En définissant le spectacle comme une condensation imagée du capital, Debord va à l’essentiel, il le définit comme une accumulation d’images, dont la vérité est aussi invisible qu’est invisible la vérité de la marchandise et dont la réalité est aussi réelle qu’elle. Ce qui au rebours de toutes les compréhensions idéalisantes du spectacle comme des vessies dont il faudrait se détourner, comme un tissu d’illusions dont il faudrait rejeter comme de la poudre aux yeux qu’il faudrait secouer, considère le spectacle comme la manifestation très réelle du capital et le lieu très concret de la guerre sociale. On est à cent lieux d’une conception de la représentation comme opposée à la réalité, et susceptible de se détourner d’elle. Le spectacle c’est le capital dans son abstraction réelle, il n’est pas la superstructure idéologique d’une base réduite à la pratique économique, ça c’est la vulgate de la tradition marxiste, et ça donne une consistance inattendue à Lautréamont. Je cite Lautréamont, Poésie 2, 1870 : « Les idées s’améliorent, le sens des mots y participe, le plagiat est nécessaire, le progrès l’implique, il sert de près la phrase d’un auteur, se sert de l’expression, efface une idée fausse, la remplace par l’idée juste » Je précise tout de même que cette citation constitue littéralement la thèse 207 de la Société du spectacle. Le spectacle ne désigne par un niveau idéologique surplombant comme une brume la réalité sociale, le spectacle est une abstraction réelle de cette réalité sociale. Et la lutte dans la culture, comme les situationnistes désignaient au commencement leur action, n’a pas moins de consistance que la lutte salariale. Marx chez Lautréamont, le plagiat et la pratique situationniste du détournement n’ont pas moins de consistance que l’activité syndicale. Ce qui justifie que les situationnistes se considéreront comme plus à leur place à côté des ouvriers qu’à côté des artistes, puisque ceux-ci croyant même par leur position de spécialiste à la pseudo-réalité spectaculaire de l’art, restent aveugles à la vérité de son abstraction réelle qu’on ne rend visible qu’à la dépouiller de ses oripeaux, en la révélant pour ce que c’est, de la marchandise. Thèse 193 de la Société du spectacle : « la culture est devenue intégralement marchandise »
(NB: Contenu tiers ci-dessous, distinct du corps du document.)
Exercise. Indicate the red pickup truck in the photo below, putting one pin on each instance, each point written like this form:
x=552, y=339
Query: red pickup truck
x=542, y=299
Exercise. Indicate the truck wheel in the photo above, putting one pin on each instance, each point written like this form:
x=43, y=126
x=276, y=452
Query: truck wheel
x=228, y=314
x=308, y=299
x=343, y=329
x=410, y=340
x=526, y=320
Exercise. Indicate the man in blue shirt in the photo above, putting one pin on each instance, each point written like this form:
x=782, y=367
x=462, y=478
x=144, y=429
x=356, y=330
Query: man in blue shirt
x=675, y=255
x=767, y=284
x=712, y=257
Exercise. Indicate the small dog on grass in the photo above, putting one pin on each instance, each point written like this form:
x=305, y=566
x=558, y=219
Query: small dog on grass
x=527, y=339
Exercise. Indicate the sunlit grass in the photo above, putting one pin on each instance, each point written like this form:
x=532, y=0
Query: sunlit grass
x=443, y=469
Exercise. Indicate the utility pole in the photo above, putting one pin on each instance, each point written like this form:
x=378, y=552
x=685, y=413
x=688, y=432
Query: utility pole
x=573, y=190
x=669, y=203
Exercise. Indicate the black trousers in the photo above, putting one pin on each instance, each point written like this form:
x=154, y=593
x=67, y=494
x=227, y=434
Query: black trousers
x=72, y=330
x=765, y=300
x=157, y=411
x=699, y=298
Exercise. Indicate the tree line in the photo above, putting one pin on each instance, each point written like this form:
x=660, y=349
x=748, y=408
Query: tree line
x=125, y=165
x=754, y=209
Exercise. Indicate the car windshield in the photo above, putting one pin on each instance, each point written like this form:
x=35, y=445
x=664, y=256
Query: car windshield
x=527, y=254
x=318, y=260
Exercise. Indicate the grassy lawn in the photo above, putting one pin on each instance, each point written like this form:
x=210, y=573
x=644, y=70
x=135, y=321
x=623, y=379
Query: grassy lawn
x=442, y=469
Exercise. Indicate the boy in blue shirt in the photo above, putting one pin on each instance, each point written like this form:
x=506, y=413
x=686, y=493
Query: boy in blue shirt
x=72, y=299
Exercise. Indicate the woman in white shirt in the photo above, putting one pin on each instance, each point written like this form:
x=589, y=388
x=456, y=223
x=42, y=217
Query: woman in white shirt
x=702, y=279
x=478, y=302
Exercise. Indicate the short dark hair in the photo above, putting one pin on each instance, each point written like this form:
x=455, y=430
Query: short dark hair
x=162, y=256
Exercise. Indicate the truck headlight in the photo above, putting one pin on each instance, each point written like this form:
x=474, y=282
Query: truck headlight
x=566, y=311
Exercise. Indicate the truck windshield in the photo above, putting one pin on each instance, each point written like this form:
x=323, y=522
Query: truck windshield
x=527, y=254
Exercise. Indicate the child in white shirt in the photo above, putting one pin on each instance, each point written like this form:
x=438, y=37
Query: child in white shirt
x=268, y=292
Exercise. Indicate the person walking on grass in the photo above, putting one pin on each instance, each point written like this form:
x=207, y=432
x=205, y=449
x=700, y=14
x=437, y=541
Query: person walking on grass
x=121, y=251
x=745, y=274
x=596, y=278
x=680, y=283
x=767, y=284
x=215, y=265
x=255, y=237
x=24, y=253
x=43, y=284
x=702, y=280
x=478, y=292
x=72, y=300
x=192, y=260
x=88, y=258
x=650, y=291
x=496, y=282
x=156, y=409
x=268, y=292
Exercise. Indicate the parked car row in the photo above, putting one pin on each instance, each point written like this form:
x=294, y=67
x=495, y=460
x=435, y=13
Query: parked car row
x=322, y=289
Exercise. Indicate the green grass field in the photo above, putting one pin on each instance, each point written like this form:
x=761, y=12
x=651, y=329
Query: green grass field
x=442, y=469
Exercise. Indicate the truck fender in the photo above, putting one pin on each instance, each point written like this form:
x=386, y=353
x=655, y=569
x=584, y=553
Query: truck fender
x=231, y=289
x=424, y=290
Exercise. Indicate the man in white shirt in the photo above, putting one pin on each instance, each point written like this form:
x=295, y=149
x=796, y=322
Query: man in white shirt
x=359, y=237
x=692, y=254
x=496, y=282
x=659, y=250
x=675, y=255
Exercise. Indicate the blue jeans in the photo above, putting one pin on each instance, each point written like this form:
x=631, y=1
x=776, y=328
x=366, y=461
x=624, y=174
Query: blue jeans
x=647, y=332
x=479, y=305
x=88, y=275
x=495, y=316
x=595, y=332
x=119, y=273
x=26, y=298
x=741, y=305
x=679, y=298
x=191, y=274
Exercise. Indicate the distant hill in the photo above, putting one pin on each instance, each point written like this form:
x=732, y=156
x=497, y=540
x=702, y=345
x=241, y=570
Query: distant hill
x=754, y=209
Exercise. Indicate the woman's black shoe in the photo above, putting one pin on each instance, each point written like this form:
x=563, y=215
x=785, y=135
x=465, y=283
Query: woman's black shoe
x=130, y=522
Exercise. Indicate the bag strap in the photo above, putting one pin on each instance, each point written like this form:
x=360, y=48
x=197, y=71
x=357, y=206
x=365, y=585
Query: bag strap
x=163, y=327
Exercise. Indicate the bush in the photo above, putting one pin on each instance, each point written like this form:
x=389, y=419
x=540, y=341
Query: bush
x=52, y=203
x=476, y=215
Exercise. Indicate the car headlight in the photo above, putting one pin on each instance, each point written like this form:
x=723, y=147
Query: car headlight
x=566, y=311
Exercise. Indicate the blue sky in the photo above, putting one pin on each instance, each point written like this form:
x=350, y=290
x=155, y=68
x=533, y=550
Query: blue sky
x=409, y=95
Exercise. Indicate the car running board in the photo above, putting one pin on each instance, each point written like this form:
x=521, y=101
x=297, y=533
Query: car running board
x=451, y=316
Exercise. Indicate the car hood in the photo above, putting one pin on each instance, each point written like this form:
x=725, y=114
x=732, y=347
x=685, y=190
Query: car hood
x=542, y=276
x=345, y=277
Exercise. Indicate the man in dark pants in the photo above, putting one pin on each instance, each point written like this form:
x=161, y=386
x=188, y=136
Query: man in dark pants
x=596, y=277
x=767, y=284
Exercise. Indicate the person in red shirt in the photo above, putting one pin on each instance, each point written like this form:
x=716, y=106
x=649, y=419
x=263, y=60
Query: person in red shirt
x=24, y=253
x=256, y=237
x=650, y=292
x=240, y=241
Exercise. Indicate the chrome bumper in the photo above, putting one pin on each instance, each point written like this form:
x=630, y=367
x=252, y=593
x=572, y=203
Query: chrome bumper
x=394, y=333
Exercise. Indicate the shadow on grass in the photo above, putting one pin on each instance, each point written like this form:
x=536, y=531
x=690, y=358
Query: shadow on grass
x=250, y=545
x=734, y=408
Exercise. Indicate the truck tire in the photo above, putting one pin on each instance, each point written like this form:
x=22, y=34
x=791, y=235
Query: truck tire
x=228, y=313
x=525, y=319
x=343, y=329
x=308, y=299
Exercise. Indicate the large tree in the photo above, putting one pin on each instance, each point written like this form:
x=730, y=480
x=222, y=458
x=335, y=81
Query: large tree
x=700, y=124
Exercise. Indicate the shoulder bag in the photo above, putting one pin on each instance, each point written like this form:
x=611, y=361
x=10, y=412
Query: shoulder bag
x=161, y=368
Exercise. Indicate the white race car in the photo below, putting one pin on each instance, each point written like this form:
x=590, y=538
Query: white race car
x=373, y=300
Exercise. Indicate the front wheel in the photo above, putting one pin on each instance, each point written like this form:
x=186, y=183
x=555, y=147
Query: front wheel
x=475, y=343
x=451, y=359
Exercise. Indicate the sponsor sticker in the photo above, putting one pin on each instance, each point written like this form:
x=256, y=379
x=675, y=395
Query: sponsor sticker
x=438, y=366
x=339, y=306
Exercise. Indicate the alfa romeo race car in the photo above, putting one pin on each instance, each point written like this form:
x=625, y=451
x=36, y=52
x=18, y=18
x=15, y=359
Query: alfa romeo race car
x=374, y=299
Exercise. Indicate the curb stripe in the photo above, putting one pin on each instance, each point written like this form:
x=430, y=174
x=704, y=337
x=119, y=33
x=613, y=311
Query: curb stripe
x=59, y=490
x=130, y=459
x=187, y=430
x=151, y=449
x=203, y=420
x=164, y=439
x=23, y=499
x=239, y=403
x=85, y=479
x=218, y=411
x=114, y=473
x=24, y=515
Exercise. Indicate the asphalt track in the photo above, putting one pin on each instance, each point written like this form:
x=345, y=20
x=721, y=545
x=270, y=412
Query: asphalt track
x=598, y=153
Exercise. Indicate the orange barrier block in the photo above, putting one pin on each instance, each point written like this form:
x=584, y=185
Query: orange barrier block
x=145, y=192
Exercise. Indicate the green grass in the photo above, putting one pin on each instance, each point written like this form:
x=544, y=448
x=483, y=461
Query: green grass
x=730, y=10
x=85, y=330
Situationnistes encore un effort !
J’ai voulu montrer que l’élaboration du spectacle comme concept critique en s’appuyant sur l’analyse de Marx de la marchandise, permettait aux situationnistes de formuler de la société une critique totale, et je rappelle la phrase de Guy Debord : « le spectacle est universel comme la marchandise », et bien les situationnistes ne sont pas allés au bout de cette élaboration. Chose que j’ai désigné comme une inconséquence, dans la mesure où en même que cette critique radicale que permet le concept de spectacle, la théorie situationniste affirmait aussi le refus inconditionnel du travail. Malheureusement, ce refus du travail, ce juste refus du travail, a surtout été déployé dans la direction d’une revendication romantique, en sous-estimant la force subversive qu’il a dans la théorie. En effet, le refus du travail si on l’élabore à partir de
l’analyse de la marchandise (dont on ne sort pas), prend la consistance du refus non pas de l’activité humaine, mais de la dépense capitaliste de force de travail humaine qui permet la valorisation de la valeur. Le travail en vérité c’est cette abstraction réelle qui constitue le travail abstrait. Et refuser le travail, c’est refuser d’entrer dans le cycle de la valorisation capitaliste. Faire l’éloge du travail au contraire, c’est faire l’éloge de l’apparence trompeuse que prend le travail abstrait dans son effectuation particulière de production d’une marchandise particulière dont l’utilité réelle est indifférente à la valeur. A cet égard, la distribution du produit du travail est indifférente au cycle capitaliste, elle ne remet pas en cause la forme valeur. La lutte salariale et la lutte des classes se manifestent donc dans cette perspective, comme un phénomène secondaire, interne à la structure fétichiste de la forme valeur.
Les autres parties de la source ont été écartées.